The Freedom From Religion Foundation slams today’s Supreme Court decision that dismisses Planned Parenthood’s lawsuit against South Carolina for removing its clinics from the list of approved Medicaid providers.
The Supreme Court decided 6-3 in Medina v. Planned Parenthood of Southeast Atlantic that Planned Parenthood of the Southeast Atlantic and its patients cannot sue states under the Civil Rights Act for rights arising from the Medicaid Act.
South Carolina admitted early during the eight-year litigation that Planned Parenthood of Southeast Atlantic was a qualified provider for Medicaid care, but because it provides abortion care, it was targeted and removed from the list of qualified providers. Planned Parenthood won several times, including an early certiorari denial before the Supreme Court and three wins before the 4th U.S. Circuit Court of Appeals.
Unfortunately, this time the Supreme Court has shut the door on Planned Parenthood and the millions of women who rely on state insurance to access family planning services.
South Carolina’s Christian nationalist officials have used every tool at their disposal to sabotage abortion access. Now, with the Supreme Court’s help, they’ve succeeded in denying patients their choice of provider — not based on quality of care, but based purely on religiously motivated opposition to abortion. South Carolina was represented by the Christian nationalist outfit, the Alliance Defending Freedom.
In her dissent, Justice Ketanji Brown Jackson lays out why the judgment is both disastrous and plainly wrong: “Today’s decision is likely to result in tangible harm to real people. At a minimum, it will deprive Medicaid recipients in South Carolina of their only meaningful way of enforcing a right that Congress has expressly granted to them. And, more concretely, it will strip those South Carolinians — and countless other Medicaid recipients around the country — of a deeply personal freedom: the ‘ability to decide who treats us at our most vulnerable.’”

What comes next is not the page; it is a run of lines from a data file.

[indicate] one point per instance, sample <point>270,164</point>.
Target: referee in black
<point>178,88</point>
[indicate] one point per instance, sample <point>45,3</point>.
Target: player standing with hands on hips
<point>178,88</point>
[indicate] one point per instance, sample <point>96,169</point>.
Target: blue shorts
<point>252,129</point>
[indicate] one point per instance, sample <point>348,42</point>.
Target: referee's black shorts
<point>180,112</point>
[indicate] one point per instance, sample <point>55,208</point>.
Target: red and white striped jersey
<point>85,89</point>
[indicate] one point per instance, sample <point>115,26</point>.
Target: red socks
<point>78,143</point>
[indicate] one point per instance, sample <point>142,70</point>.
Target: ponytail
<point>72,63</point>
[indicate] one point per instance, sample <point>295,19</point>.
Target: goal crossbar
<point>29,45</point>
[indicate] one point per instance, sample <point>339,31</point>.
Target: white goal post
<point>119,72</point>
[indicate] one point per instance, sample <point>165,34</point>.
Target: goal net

“The ruling is alarming not just for reproductive rights, but for government accountability,” says Liz Cavell, deputy legal director at the Freedom From Religion Foundation. “FFRF has long opposed efforts by Christian nationalist officials to impose their religious beliefs through government policy. When states strip access to qualified providers for ideological reasons, there must be a legal remedy. The court’s decision undermines both the rights of patients and the secular principles our Constitution is meant to protect.”
Adds FFRF Co-President Annie Laurie Gaylor: “This decision shows just how far the Supreme Court is willing to go to accommodate Christian nationalism and its anti-abortion base. We’re watching the demolition of the separation of state and church in real time — and the people hurt the most are women and marginalized patients who need reproductive care. Religious dogma should never determine who can access public health services.”
The Freedom From Religion Foundation is a national nonprofit organization with more than 42,000 members nationwide, including hundreds of members in South Carolina. FFRF’s purposes are to protect the constitutional principle of separation between church and state, and to educate the public on matters relating to nontheism.